An improved vaccine against paratuberculosis?

For her Dr .med. vet. degree at the Norwegian School of Veterinary Science, Ólöf G. Sigurðardóttir studied and described early inflammatory changes in the intestines of goats with paratuberculosis, in order to better understand the development of the disease. She also investigated the routes of infection of paratuberculosis in the intestine.

Paratuberculosis is caused by the bacterium Mycobacterium avium subsp. paratuberculosis, which is related to the tuberculosis bacterium. While tuberculosis in man causes pneumonia, paratuberculosis produces inflammation in the intestine in ruminants. In Norway, paratuberculosis is primarily a disease of goats. After infection, inflammation develops in the intestine and slowly progresses, gradually leading to wasting, reduced yield, and eventually death.

Our present vaccines keep the frequency of the disease at a low level, but do not protect goats against infection with the paratuberculosis agent.

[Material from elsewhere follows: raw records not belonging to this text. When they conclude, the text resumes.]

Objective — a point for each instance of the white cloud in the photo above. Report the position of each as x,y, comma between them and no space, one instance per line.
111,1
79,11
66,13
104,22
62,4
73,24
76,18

Newer vaccines can provide improved protection against the disease if they can stimulate the local defensive mechanisms that exists in the intestine, and especially if they utilise the same pathways of infiltration as does the bacterium.

“My studies have shown that the paratuberculosis bacterium invades the intestine through specialised cells in the mucous membrane of the intestine. These cells are located in regions of the intestine that are important for the immunological surveillance of the intestinal tract. Inflammation with paratuberculosis develops in these regions and gradually spreads throughout the intestine.

If future vaccines are absorbed through these same specialised cells, they will be able to initiate local, effective means of defence in the intestine and will therefore be able to protect ruminants against paratuberculosis”, says Ólöf G. Sigurðardóttir.

On April 22, 2007, Ólöf G. Sigurðardóttir defended her thesis for the degree of Doctor Medicinae Veterinariae, entitled “Paratuberculosis in goats – a study of the uptake of Mycobacterium avium subsp. paratuberculosis and pathology of early subclinical infection”.